And now, the usual last minute conflict.
Friday, 12/08/06 - 10:14 pm.

The time between 5:30 and 9 pm, last night, was spent trying to figure out my Psychological Treatment final. I didn't end up very sore from the back of my neck, but I did end up seriously ashamed, because I failed a lot of questions.

I'm not too frustrated about this, I guess I'm just trying to keep my head cool. I studied a lot, but also the material was endless, and I have trouble with concentration. I really can't tell why I sucked, which is a question W would ask if he had the chance.

I don't know, except for one question: when I read it, I remembered that he'd said in class that we should read two chapters of a psychology ethical code. I'd completely erased that from my memory. And when I read the question asking about three ethical principles, I felt I was in a nightmare, when you're not prepared and the exam is very important, to define the championship of the universe or something like that.

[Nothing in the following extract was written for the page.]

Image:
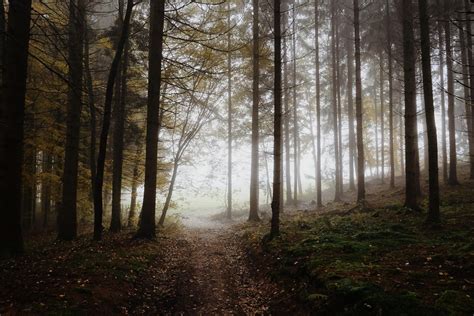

Let's change subject, because I got a lot of questions wrong.

My uncle invited me to breakfast this morning. He's such a Donald Trump, incredibly wealthy and in the know about bussiness (former president of one of the biggest insurance companies of the country). But also a humble man, who enjoys spending time with his relatives. He gave me $30, and complimented me on my book. But most of the meal was spent talking about my aunt, who alienated herself and became a religious freak, stopping speaking to my uncle and destroying my dad's reputation. It's an ugly family row that's hurt my dad so bad, and has been going on for many years. I will never let my aunts (two of them, thankfully the other one died) come close.

I'm afraid I have to cut this entry. I was just informed that the lovely Irene didn't do the part she was supposed to do for the final CommPsych report that's due tomorrow morning. She's at a party. She told me she'd do it, but then again, I shouldn't have believed her. This time I tried to back off and see if someone else took it upon themselves to finish the work. Nobody did. She said she would, but failed. I'm SICK of them, all of them, Irene, Victor, Victoria...well, Michelle is still ok, at least she's supportive.

I want another group. I'm just a little afraid of the consequences. It's nothing personal, but I know they could get nasty. I hate them so much.